Mixed-mode-functions
:logic mode functions can apply$ :program mode functions
Because :program mode functions can be given badges it
is possible to apply$ them from within :logic mode
functions. Colloquially, we call such :logic mode functions ``mixed
mode,'' but that is a misnomer. They are indisputably in :logic
mode.
First, note that the only way to introduce a :program mode function
into :logic mode functions is to use the quoted :program mode
function name in an argument slot of ilk :FN, use the
:program mode function in a quoted lambda object or lambda$ expression in a slot of ilk :FN or use it in a quoted
expression in a slot of ilk :EXPR. We do not allow :program mode
functions to be called directly from :logic mode functions. For
example, if prgm is defined as a :program mode function of one
argument, and has been assigned a badge by defbadge
(defun foo (x)
(declare (xargs :mode :logic))
(apply$ 'prgm (list x)))
is legal but
(defun foo (x)
(declare (xargs :mode :logic))
(prgm x))
is not.
Second, the presence of a :program mode function in a :logic
mode function prohibits the :logic mode function from being guard
verified.
Mixed-mode functions raise interesting questions for top-level evaluation
and evaluation and rewriting during proofs.
When a :program mode function is apply$ed, it is always done in
safe-mode.
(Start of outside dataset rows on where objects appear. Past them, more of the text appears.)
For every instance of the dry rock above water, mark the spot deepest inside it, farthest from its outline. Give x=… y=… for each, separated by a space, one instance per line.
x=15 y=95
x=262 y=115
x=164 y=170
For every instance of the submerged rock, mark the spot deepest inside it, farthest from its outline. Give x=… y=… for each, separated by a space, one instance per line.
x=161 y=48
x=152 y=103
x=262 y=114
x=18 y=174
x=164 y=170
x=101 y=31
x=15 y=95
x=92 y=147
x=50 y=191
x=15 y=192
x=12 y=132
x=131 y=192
In general, evaluating a :program mode function at
the top-level can cause hard Lisp errors. For example,
(defun prgm (x) (declare (xargs :mode :program)) (car x))
Then (prgm 23) causes a hard Lisp error in both CCL and SBCL, but
(prgm 'abc) returns numbers in both of those Common Lisps, but they
return different numbers. Furthermore, there is no guarantee across all
Common Lisps that (prgm 'abc) will always return the same number
throughout a given ACL2 session; the value could conceivably change as memory
is allocated, compacted, garbage collected, etc., since according to the CLTL
standard, one is not supposed to apply CAR to any symbol other than
NIL but no error need be signaled. It is likely that a CLTL
implementation of CAR just accesses memory where the CAR component
of a cons is supposed to be!
We tolerate such behavior when :program mode functions are directly
called at the top-level because there are no axioms about them and we regard
the evaluation of such programs from within the ACL2 loop as just a
convenience to the user.
But apply$ is a :logic mode function and we must guarantee that
when any :logic mode function is evaluated functional substitutivity
holds: identical calls must yield identical results. That is, apply$
must behave like a function and not give different answers to the same
questions over time when errors are not signaled. We also strive to achieve
the goal that :logic mode functions never cause hard Lisp errors other
than resource errors like stack overflow or memory exhaustion. So when
apply$ is given a badged :program mode function, e.g., had we
badged prgm and then evaluated (apply$ 'prgm '(abc)), it must at
least return the same ACL2 object every time! To achieve this end
apply$ runs :program mode functions in safe-mode.
(Safe mode does shift into raw Lisp on calls of guard verified :logic
mode functions which might be called from within the :program mode
function. But a mixed mode function cannot be guard verified because the
:program mode functions used within it cannot be guard verified.)
This means that a top-level call of a mixed mode function generally runs
slower than a corresponding call of an otherwise identical :program mode
function. (And, on the positive side, it means that mixed mode functions
actually behave like functions while :program mode ones may not!)
The only way to speed up a mixed-mode function is to convert the
:program mode functions in it to :logic mode with verify-termination and verify the guards.
As for proofs, since there are no axioms about :program mode
functions, if a mixed-mode function is expanded in a proof all :program
mode functions in it are treated as though they are undefined. In
particular, the absence of a warrant on the :program mode function
prgm means that (apply$ 'prgm '(abc)), is not evaluated by the
prover despite the fact that it is a ground term.